Life Science Compliance Update

October 26, 2017

House Passes Medicare Part B Improvement Bill


Earlier this year the U.S. House of Representatives passed a bipartisan bill, the Medicare Part B Improvement Act of 2017. The bill would amend the Stark Law (Section 1877(h)(1) of the Social Security Act) and impact other provisions governing Medicare Part B. It is now in the hands of the Senate for further action.

The bill would codify Stark Law changes previously made by the Centers for Medicare and Medicaid Services in the Medicare Physician Fee Schedule that took effect on January 1, 2016.

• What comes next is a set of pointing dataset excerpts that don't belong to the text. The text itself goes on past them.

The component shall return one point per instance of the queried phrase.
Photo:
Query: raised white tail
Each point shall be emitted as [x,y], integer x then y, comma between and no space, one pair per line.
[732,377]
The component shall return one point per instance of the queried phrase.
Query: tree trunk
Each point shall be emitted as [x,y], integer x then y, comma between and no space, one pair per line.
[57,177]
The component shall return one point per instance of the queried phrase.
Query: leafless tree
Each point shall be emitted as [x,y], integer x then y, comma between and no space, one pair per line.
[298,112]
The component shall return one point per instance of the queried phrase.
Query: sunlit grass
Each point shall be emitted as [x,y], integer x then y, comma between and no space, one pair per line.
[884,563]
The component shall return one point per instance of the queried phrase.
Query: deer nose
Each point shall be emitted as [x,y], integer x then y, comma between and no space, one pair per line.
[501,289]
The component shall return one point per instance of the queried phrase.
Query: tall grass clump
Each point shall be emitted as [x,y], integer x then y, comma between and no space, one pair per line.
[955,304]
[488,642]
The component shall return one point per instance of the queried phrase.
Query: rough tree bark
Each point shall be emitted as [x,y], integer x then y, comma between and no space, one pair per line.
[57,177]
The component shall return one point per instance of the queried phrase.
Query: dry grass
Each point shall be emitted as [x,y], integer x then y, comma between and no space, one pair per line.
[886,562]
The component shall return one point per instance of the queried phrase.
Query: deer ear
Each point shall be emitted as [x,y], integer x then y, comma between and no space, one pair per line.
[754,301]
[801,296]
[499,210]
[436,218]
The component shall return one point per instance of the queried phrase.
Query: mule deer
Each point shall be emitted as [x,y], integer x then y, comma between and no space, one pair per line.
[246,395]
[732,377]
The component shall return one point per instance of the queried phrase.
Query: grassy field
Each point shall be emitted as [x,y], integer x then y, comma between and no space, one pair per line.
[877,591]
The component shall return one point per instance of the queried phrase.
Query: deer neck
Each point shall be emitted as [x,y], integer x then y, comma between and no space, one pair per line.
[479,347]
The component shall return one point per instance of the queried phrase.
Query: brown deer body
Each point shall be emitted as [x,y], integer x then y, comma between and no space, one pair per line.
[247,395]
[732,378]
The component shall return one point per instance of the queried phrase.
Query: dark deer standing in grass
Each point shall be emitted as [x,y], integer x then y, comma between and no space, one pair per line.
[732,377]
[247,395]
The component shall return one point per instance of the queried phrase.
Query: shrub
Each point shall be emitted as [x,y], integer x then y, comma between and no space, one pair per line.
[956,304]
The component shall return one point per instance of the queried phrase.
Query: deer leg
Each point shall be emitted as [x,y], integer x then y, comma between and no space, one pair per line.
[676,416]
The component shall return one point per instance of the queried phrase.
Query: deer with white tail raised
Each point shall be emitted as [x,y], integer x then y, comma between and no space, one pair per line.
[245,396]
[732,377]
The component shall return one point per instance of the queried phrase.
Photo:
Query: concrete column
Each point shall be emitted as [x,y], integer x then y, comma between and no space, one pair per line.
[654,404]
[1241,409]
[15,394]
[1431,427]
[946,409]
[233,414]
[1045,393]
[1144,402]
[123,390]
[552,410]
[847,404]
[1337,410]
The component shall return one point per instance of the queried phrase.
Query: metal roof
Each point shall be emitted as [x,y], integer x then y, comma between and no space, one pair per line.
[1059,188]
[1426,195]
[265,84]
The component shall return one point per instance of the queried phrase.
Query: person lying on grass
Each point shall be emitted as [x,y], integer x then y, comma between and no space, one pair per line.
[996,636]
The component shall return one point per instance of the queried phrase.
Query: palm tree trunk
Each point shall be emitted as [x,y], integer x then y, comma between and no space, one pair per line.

Additionally, the bill would:

  • provide that the writing requirement for certain compensation arrangements may be satisfied by means determined by the HHS Secretary, including “a collection of documents, including contemporaneous documents evidencing the course of conduct between the parties;”
  • to include provisions for “indefinite” holdovers involving certain personal service arrangements and leases of office space or equipment;
  • and to provide for up to 90 days to obtain missing signatures in certain compensation arrangements that have become noncompliant.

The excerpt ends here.